4. How does the summit address technical AI advancements and the strategic side of AI adoption?
The event is structured to give equal weight to both sides of the ecosystem. Technical sessions break down the architectures, training methods, and infrastructure innovations driving progress in AI. Parallel sessions in the C-Level track translate these advances into strategic decisions that organisations must make, from governance and risk management to platform selection and operational scaling. Workshops reinforce this connection by guiding participants from abstract capability to practical deployment. The goal is to ensure that both engineers and executives leave with a shared understanding of what is possible and how it can be applied responsibly.
5. How is the event helping to advance the UAE’s AI strategy and position Abu Dhabi as a global AI hub?
The summit supports the national agenda by gathering creators, investors, policymakers, and researchers around the systems that will define the next stage of AI adoption. With AI projected to add $100 billion to the UAE’s GDP by 2030, there is strong demand for platforms that link research with deployment and shorten the path from experimentation to value. Machines Can Think does this by showcasing national-scale projects, promoting talent development, and deepening collaboration between government and industry. Abu Dhabi’s vision for an AI-native government is reflected across the program, positioning the city as a leading place for innovation and long-term investment.
6. What are the top three reasons to attend Machines Can Think 2026?

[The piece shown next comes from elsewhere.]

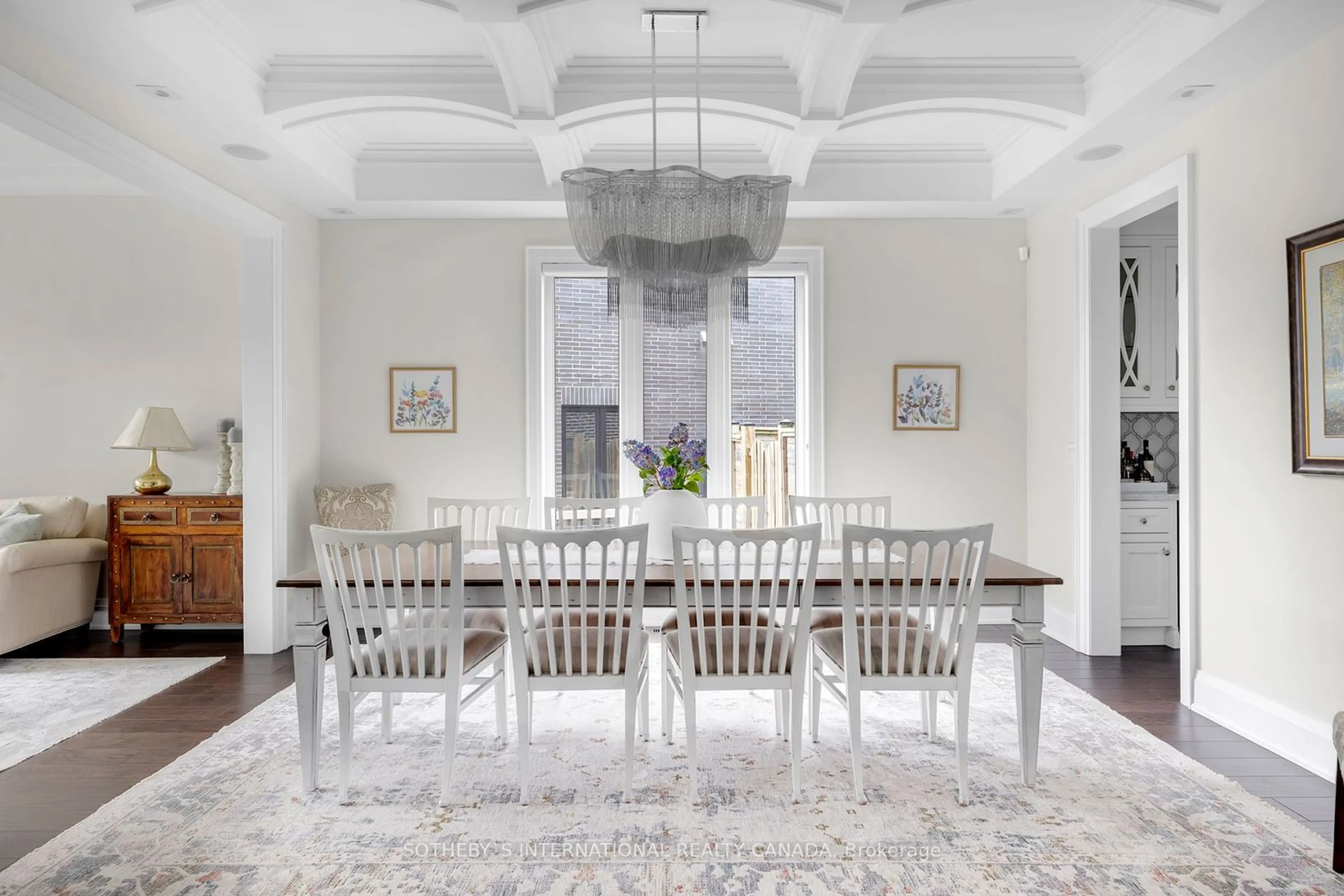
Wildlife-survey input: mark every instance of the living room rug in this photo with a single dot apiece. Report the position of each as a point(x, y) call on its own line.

The summit gives rare direct exposure to the people shaping the next generation of AI and those building national platforms, global research labs, and frontier model companies.
The second is practical knowledge. Workshops and technical labs focus on implementation rather than theory, empowering attendees with information to strengthen their own product development, research, and organisational strategy.
The final advantage is the network. Machines Can Think brings together a concentrated mix of corporates, investors, founders, and researchers who are building toward the same horizon. The summit acts as a catalyst for new opportunities, partnerships, and career growth.